Nach dem Krieg nahm Plüschow als Kapitänleutnant seinen Abschied von der Marine und versuchte sich in verschiedenen Berufen. Doch 1927 zog es ihn wieder in die Ferne. Mit seinem Kutter "Feuerland" startete er zur Südspitze Argentiniens, um das noch weitgehend unbekannte "Feuerland" zu erkunden. Er war der erste Mensch, der Feuerland und Kap Horn überflog.

Beim Absturz seiner Heinkel D 1313 "Silberkondor" sind Plüschow und sein Bordingenieur Ernst Dreblow (1892 bis 1931) am 28. Januar 1931 in Argentinien ums Leben gekommen.
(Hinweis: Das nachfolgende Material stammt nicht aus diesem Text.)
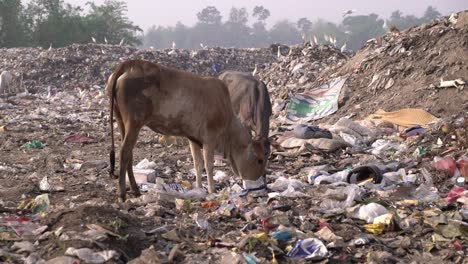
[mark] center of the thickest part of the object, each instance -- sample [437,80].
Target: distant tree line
[54,22]
[235,31]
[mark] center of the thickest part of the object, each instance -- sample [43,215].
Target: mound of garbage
[83,66]
[422,67]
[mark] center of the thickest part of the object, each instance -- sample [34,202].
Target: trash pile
[377,187]
[84,66]
[422,67]
[299,70]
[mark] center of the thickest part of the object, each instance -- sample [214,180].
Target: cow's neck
[238,138]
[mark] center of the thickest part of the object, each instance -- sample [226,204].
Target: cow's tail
[263,111]
[112,86]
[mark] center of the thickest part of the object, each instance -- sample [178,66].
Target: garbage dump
[350,185]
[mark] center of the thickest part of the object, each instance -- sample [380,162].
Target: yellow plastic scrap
[385,219]
[273,258]
[375,228]
[406,203]
[263,237]
[405,117]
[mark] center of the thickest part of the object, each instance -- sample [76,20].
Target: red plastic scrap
[455,193]
[462,166]
[456,244]
[446,163]
[267,225]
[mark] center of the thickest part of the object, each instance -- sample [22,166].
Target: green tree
[209,15]
[285,32]
[53,22]
[261,13]
[402,22]
[11,29]
[109,21]
[304,25]
[237,33]
[259,34]
[362,28]
[430,14]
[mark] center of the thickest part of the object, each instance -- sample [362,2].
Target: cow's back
[250,100]
[177,103]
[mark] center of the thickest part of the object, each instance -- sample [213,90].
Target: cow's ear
[250,152]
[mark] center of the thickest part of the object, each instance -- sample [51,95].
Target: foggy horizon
[145,14]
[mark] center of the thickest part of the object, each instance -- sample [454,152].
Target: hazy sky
[156,12]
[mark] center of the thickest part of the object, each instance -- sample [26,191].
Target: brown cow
[251,102]
[177,103]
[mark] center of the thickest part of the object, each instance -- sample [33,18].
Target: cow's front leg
[197,161]
[208,156]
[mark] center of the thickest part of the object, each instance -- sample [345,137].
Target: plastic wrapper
[310,248]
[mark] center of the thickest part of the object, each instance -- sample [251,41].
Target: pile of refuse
[378,190]
[300,68]
[85,66]
[421,67]
[373,187]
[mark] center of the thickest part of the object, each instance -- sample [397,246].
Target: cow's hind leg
[121,126]
[131,177]
[208,156]
[126,154]
[197,161]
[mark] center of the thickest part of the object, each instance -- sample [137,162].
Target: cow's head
[250,163]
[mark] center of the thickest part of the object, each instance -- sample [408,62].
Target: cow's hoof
[112,175]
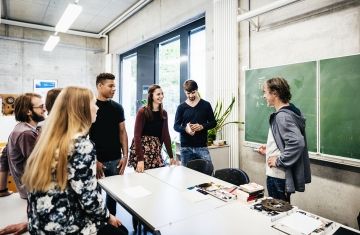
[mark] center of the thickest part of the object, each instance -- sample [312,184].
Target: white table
[163,206]
[167,210]
[232,218]
[181,177]
[12,210]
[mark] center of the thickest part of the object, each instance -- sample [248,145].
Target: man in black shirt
[109,134]
[193,119]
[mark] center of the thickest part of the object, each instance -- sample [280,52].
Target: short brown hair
[51,97]
[23,105]
[280,87]
[190,85]
[104,76]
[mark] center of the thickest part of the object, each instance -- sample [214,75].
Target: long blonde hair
[69,116]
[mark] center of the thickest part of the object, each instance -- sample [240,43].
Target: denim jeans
[110,170]
[276,188]
[190,153]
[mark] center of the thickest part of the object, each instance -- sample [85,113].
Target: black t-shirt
[154,127]
[104,132]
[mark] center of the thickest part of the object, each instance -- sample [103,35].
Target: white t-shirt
[272,150]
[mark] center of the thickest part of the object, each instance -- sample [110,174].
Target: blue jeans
[110,170]
[276,188]
[190,153]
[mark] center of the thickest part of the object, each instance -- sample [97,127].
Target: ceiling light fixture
[71,13]
[51,43]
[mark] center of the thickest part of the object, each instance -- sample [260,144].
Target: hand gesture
[189,130]
[140,166]
[262,149]
[114,221]
[196,127]
[99,170]
[122,165]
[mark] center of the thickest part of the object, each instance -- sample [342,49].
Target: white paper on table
[137,191]
[300,223]
[194,196]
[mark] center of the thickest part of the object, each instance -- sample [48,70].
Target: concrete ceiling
[95,16]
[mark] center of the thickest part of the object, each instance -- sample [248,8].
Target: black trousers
[111,230]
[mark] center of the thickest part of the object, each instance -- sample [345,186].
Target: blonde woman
[60,174]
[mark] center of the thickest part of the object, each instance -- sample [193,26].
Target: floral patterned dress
[79,208]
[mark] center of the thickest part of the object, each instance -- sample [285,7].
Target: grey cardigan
[288,128]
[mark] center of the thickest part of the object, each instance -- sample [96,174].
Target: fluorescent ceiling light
[51,43]
[71,13]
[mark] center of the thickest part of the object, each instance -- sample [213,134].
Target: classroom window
[128,93]
[169,76]
[197,59]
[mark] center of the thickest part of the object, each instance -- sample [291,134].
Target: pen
[232,190]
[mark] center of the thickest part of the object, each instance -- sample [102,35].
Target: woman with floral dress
[151,131]
[60,175]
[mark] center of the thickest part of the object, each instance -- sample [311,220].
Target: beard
[36,117]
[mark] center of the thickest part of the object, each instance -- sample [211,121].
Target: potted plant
[220,117]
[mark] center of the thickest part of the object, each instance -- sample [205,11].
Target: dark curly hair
[104,76]
[149,106]
[280,87]
[23,105]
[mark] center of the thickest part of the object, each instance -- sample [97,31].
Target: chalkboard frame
[313,155]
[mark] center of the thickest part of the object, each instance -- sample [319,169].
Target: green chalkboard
[340,106]
[302,80]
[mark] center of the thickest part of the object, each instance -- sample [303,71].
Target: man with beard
[109,134]
[193,119]
[29,111]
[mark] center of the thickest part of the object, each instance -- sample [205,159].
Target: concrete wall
[304,31]
[75,61]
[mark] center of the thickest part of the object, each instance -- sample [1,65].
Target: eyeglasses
[39,107]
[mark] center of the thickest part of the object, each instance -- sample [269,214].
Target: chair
[232,175]
[201,165]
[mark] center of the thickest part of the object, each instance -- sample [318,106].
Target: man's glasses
[39,107]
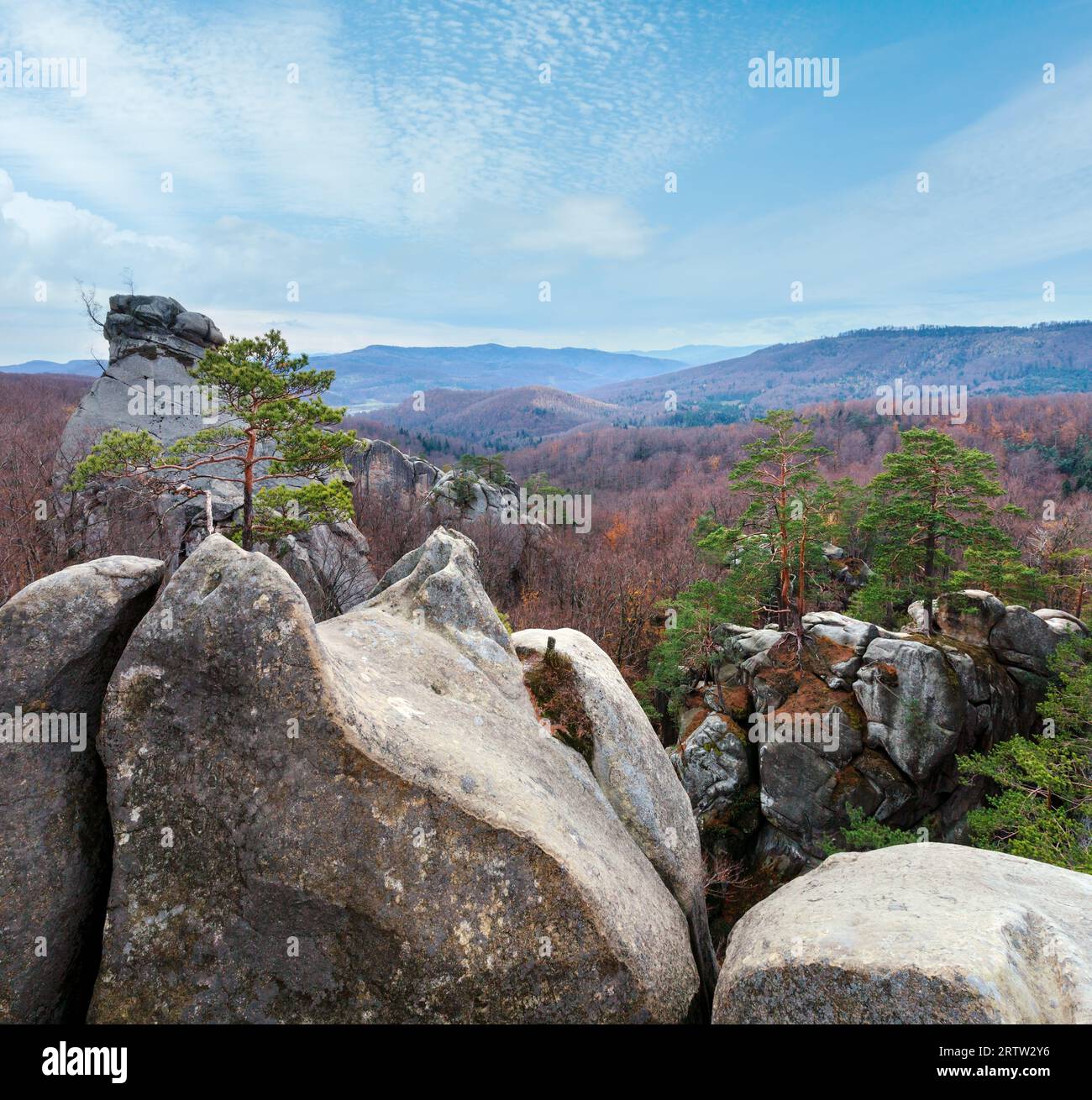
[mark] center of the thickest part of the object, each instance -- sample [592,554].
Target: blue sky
[312,183]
Seine Urne wurde nach Deutschland überführt und am 16. Mai 1931 beigesetzt.

Grab

Der Stein auf dem Friedhof Lichterfelde in Berlin mit dem handschriftlichen Namenszug Plüschows weist eine Nische aus, in der, gerahmt von einem Metallgitter, ursprünglich eine Urne gestanden hat. 1979 wurde Plüschows Witwe Elsa ebenfalls hier beigesetzt. Parkfriedhof Lichterfelde, Berlin. Grablage: FiW 255, EG.